Sólo el título I de la Ley Nacional de Procedimientos Administrativos número
19.549, prevé normas reguladoras generales de la admisibilidad de la pretensión
procesal administrativa”.
[8] En el temprano año de 1826 el salteño Manuel
Antonio de Castro impulsó la judicialización de esta instancia en la
Constitución Nacional unitaria que fuera más tarde anulada por Manuel Dorrego
(véase Atilio Cornejo “Bibliografía
jurídica de salteños”, Ediciones Limache, Salta – 1983).
[9] En los años de 1950, la Policía de la
Provincia de Buenos Aires clausuró el diario “Mercedes”, que se publicaba en la ciudad del mismo nombre. La Corte
Suprema de Justicia de la Nación hizo lugar al recurso planteado por su
director Ángel SIRI, que invocó la violación de derechos constitucionales; la
Corte ordenó a las autoridades cesar en las medidas restrictivas de los
derechos fundamentales. Con esta sentencia, nace el recurso de amparo que
completa y mejora la vía del tradicional habeas corpus.
[10] Algún sector de la doctrina inmediatamente
posterior a la aprobación de la Constitución de 1853, sostuvo que el artículo
116 sólo se refiere a las causas en donde el Estado sea parte actora. Era,
además, la opinión del Convencional y ministro José Benjamín Gorostiaga.
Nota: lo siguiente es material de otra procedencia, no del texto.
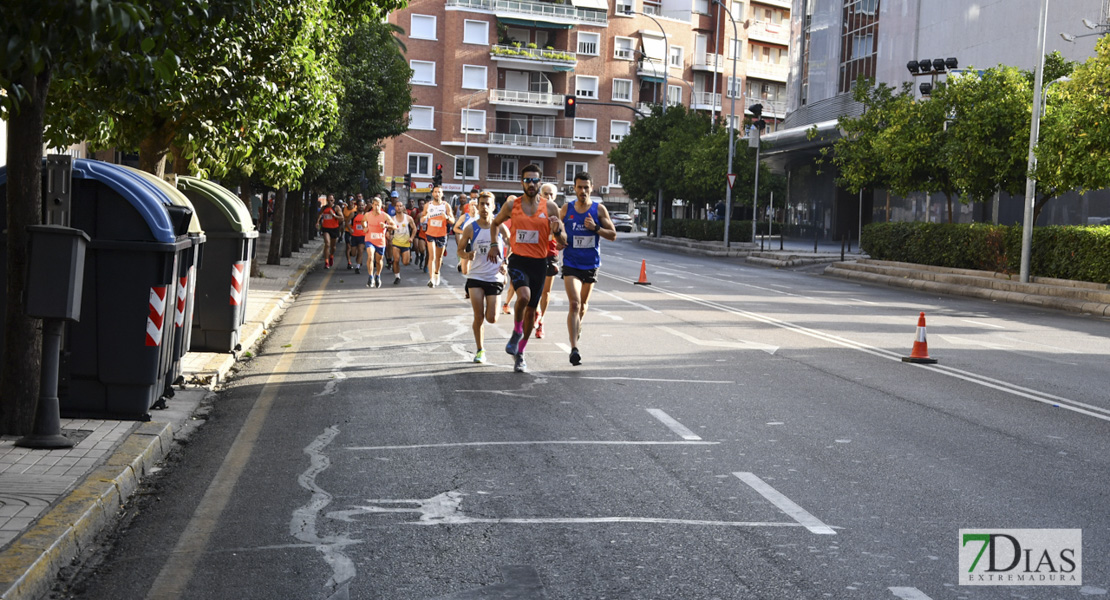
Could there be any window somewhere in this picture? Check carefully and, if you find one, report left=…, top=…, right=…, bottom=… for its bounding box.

[11] Obra citada, página 9.
[12] Precisamente esta situación da pie al
Gobierno de Cristina Fernández de Kirchner para criticar el régimen jurídico
vigente (“el trámite y los requisitos de
admisibilidad y procedencia de las medidas cautelares contra el Estado y sus
entes descentralizados se encauzan por conducto de las mismas normas procesales
que rigen el proceso entre particulares, ignorándose, de ese modo, la
preminente nota de interés público que gobierna toda la actividad estatal”),
y propiciar un régimen especial y autónomo de medidas cautelares contra el
Estado. Si bien no es mi propósito profundizar en este tema, es oportuno dejar
sentado aquí la necesidad de debatir y poner en cuestión el concepto mismo de interés público como concepto unitario
que define y opera en todos los casos el Gobierno; en mi opinión es más
adecuado hablar de intereses públicos
y admitir que los mismos pueden ser portados y operados por otros actores
sociales en concurrencia o competencia con el propio Estado. Pretender, como
pretende el Proyecto que comento, que el argumento del interés público es
suficiente para otorgar prerrogativas al Estado, es una pretensión anacrónica y
contraria al concepto de “Estado constitucional social de derecho” que esgrime
el mismo Proyecto.
[13] “Cuando
de manera actual o inminente se produzcan actos, hechos u omisiones que
amenacen, interrumpan o entorpezcan la continuidad y regularidad de los
servicios públicos o la ejecución de actividades de interés público o perturben
la integridad o destino de los bienes afectados a esos cometidos, el Estado
nacional o sus entidades descentralizadas que tengan a su cargo la supervisión,
fiscalización o concesión de tales servicios o actividades, estarán legitimados
para requerir previa, simultanea o posteriormente a la postulación de la
pretensión procesal principal, todo tipo de medidas cautelares tendientes a
asegurad el objeto del proceso en orden a garantizar la prestación de tales
servicios, la ejecución de dichas actividades o la integridad o destino de los
bienes d que se trate. Lo expuesto precedentemente no será de aplicación cuando
se trate de conflictos laborales, los cuales se regirán por las leyes vigentes
en la materia, conforme los procedimientos a cargo del Ministerio de Trabajo,
Empleo y Seguridad Social en su carácter de autoridad de aplicación” (Artículo
17)
[14] La principal dificultad que encuentra y
encontrará el Gobierno actual reside, precisamente, en la potestad de los
jueces para revisar la constitucionalidad de las normas que, seguramente,
aprobará el Congreso de la Nación para avasallar su independencia.